- Theatrical release poster
- Directed by: Stewart Hendler
- Written by: Christopher Borrelli
- Produced by: Paul Brooks; Damon Lee; Walter Hamada;
- Starring: Josh Holloway; Sarah Wayne Callies; Blake Woodruff; Joel Edgerton; John Kapelos; Dulé Hill; Michael Rooker;
- Cinematography: Dean Cundey
- Edited by: Armen Minasian
- Music by: Jeff Rona
- Production companies: Gold Circle Films; H2F Entertainment; Deacon Entertainment;
- Distributed by: Universal Pictures (U.S.); Mandate Pictures (International);
- Release date: November 27, 2007;
- Running time: 94 minutes
- Country: United States
- Language: English
- Budget: $12 million
- Box office: $5.2 million

= Whisper (film) =

Whisper is a 2007 American horror film directed by Stewart Hendler and starring Josh Holloway, Sarah Wayne Callies, Blake Woodruff, Joel Edgerton, John Kapelos, Dulé Hill and Michael Rooker. It was written by Christopher Borrelli. The plot concerns the kidnapping of a young boy, David, who is more than he appears and brings unexpected troubles for his kidnappers.

== Plot ==
After being released from prison, convicted felon Max Truemont (Josh Holloway) and his fiancée Roxanne (Sarah Wayne Callies), wish to have a fresh start by running a small diner of their own. The bank refuses to loan $50,000 to them to open the business and without alternatives, Max accepts the invitation of his former partner Sydney Braverman. With his associate Vince they are to kidnap eight-year-old David Sandborn (Blake Woodruff), the son of a wealthy woman in New England, under the command of a mysterious mastermind. After the successful abduction of the boy, the group awaits ransom instructions in a secluded hideout. As they begin to become suspicious of each other Max realizes the boy is not as innocent as he seems, commanding various characters to kill each other.
It's revealed that the mastermind is David's mother. She tells Max that the boy is a demon, able to "whisper" ideas to weak-minded individuals. She pleads with Max to kill the boy on her behalf. On his refusal she kills herself.
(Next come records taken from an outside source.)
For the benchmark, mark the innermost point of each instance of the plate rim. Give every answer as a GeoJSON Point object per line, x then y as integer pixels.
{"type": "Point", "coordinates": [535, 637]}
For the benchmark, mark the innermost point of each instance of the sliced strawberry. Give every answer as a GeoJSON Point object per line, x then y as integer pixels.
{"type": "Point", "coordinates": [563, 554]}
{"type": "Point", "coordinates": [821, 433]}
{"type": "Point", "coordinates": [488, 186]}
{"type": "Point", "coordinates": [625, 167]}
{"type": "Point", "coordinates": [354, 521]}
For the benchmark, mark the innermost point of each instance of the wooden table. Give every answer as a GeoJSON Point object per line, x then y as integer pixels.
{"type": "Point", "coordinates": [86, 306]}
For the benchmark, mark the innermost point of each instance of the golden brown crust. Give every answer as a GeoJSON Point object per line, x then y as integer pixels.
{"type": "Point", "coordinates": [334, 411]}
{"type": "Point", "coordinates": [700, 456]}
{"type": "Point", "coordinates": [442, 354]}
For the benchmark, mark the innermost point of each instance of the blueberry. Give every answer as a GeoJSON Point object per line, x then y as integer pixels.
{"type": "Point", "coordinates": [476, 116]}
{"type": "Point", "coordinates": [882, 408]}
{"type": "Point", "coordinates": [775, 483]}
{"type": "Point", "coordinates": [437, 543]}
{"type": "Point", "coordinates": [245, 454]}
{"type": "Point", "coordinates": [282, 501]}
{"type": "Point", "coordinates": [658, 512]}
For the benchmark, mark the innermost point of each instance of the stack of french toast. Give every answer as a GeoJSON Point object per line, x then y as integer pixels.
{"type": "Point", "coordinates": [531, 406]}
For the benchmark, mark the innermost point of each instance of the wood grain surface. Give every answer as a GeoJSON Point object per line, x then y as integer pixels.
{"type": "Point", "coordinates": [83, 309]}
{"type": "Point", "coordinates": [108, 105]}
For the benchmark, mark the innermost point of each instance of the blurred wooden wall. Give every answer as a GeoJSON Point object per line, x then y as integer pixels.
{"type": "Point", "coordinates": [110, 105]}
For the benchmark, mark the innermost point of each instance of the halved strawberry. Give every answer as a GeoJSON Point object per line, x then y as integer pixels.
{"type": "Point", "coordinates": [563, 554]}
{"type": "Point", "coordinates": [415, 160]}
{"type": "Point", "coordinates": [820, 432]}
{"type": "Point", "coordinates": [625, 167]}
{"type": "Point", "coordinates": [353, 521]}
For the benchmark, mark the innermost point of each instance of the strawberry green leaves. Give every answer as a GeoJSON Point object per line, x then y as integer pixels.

Max ultimately kills David, but not before he accidentally kills Roxanne.

==Release==
===Home media===
Whisper was released directly-to-DVD in the United States on November 27, 2007. It did receive theatrical releases in various European and Latin American countries between 2007 and 2009.

==Reception==
===Box office===
The film grossed a total of $5,285,197 at the box office across various international countries.